Little Women by Louisa May Alcott

I am the youngest of four sisters.  Two of them are English majors (one of those an English professor), and the other an anthropology major.  The oldest (one of the English majors) gave me books for Christmas this year (as she does most years).  One of those books was Louisa May Alcott’s Little Women.  This ended up being one of the last books that I read in 2019.

As the youngest of four sisters, I identified with the relationships that emerged between the sisters in Little Women.  Although, as the youngest, I would be an “Amy”, I really think that I am more of a “Jo”.  My oldest sister is definitely a “Meg”.  I am not sure who would be the “Beth” and “Amy” of the family.  Maybe we are just a family of Jo’s.

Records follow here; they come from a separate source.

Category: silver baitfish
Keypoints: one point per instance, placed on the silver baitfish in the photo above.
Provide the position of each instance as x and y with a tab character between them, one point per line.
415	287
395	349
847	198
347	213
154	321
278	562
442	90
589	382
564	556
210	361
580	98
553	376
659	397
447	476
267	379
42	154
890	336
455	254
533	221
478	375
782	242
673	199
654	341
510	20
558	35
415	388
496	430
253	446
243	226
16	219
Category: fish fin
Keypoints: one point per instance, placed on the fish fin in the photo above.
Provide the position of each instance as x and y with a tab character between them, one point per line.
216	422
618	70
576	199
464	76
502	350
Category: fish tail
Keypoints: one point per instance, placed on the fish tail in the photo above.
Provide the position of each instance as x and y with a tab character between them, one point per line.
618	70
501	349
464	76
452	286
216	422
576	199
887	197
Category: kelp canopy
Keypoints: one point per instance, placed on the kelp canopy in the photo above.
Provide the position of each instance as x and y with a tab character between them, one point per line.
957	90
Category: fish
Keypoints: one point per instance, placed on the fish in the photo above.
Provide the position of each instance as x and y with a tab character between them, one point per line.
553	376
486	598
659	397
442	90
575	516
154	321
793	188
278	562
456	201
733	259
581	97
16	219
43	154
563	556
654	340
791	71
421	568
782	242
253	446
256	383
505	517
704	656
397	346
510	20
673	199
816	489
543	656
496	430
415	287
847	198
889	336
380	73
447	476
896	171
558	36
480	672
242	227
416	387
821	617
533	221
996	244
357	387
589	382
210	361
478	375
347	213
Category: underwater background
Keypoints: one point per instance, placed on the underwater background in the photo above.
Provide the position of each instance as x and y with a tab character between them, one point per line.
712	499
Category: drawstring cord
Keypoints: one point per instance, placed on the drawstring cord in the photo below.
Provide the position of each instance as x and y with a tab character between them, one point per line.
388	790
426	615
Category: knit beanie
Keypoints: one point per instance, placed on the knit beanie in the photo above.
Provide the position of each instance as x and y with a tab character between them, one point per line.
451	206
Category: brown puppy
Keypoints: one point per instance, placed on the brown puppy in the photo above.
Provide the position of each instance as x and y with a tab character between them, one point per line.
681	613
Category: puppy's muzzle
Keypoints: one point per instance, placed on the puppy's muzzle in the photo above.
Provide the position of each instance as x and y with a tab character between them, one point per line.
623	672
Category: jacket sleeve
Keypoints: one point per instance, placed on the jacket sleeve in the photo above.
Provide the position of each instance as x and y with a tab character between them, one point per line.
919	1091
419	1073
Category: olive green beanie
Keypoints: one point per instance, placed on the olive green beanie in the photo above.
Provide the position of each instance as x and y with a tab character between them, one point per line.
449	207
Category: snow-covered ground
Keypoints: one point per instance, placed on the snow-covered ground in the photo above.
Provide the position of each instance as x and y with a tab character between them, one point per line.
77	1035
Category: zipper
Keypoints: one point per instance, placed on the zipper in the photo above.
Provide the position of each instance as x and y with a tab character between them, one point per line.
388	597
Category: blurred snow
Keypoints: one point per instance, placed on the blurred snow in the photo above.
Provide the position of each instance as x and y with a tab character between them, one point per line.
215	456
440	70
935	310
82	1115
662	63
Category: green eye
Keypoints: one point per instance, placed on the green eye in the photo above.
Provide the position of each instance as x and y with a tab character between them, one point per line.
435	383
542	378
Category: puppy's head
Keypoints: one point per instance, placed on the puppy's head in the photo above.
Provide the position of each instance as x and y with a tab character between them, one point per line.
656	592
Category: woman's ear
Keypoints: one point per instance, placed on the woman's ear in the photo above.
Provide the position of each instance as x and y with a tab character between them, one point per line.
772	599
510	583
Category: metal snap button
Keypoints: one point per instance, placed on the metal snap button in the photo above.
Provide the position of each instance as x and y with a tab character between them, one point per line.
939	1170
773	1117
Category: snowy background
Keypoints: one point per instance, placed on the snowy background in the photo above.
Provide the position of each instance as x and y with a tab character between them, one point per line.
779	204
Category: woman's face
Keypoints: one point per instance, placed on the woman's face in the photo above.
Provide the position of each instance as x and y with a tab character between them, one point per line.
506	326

There will be increased sales of and reading of Little Women with the release of the movie, but I hope that it also encourages people to read more of Alcott’s books.  I have a first edition copy of Jo’s Boys (a book that I found for $4 in a Boston used bookstore).  I intend to buy another copy of Jo’s Boys to read (I try not to handle my first editions too much) and a copy of Little Men.  It saddens me that many people are being exposed to great classic literature through movies rather than reading it.  People need to get off of their screens and open a book more.  I think it would make the world a better place.  I am almost afraid to go see the Little Women movie as movies too often disappoint when you have read the book.

When I lived in the Boston metro-area (I never actually lived in Boston), there was a time when I lived a mile or two away from Louisa May Alcott’s Orchard House (in Concord).  It is now a museum, and I enjoyed taking my kids there to tour the mansion and learn about Alcott’s life.  I had not read any of her books at that time.  I wish that I had.  You can see bits of Alcott’s life reflected in the book.  Nearby, we also frequently visited Walden Pond (the site of Henry David Thoreau’s cabin in the woods), Ralph Waldo Emerson’s house, and The Wayside – home to the Alcott’s, Nathaniel Hawthorne, and the Lothrops.  The Wayside is now part of a national park, and was a childhood home to Alcott.  Again, you can see reflections of her novel in the home.  I would love to go back and tour the properties after reading her books.

Alcott highlights the importance of love, friendship, kindness, and family throughout Little Women.  Indeed, she demonstrates how love, kindness, friendship, and family can overcome any obstacle – including poverty – through her portrayal of the four girls and their friend Laurie.  The girls learn important lessons as the book progresses, and I believe that these lessons continue to be salient in today’s over-commercialized society.  Perhaps books like this should be required reading for children in later elementary school or early middle school years.  I’ll save my commentary on the state of education in society for another post another day.

In short, I really enjoyed reading Little Women and think that it is a book that people of all ages would enjoy.  It is a nice flashback to society of the time, and a wonderful portrayal of the life and experiences of women in that time and place.  I add it to my list of “recommended required reading” for middle grade ages.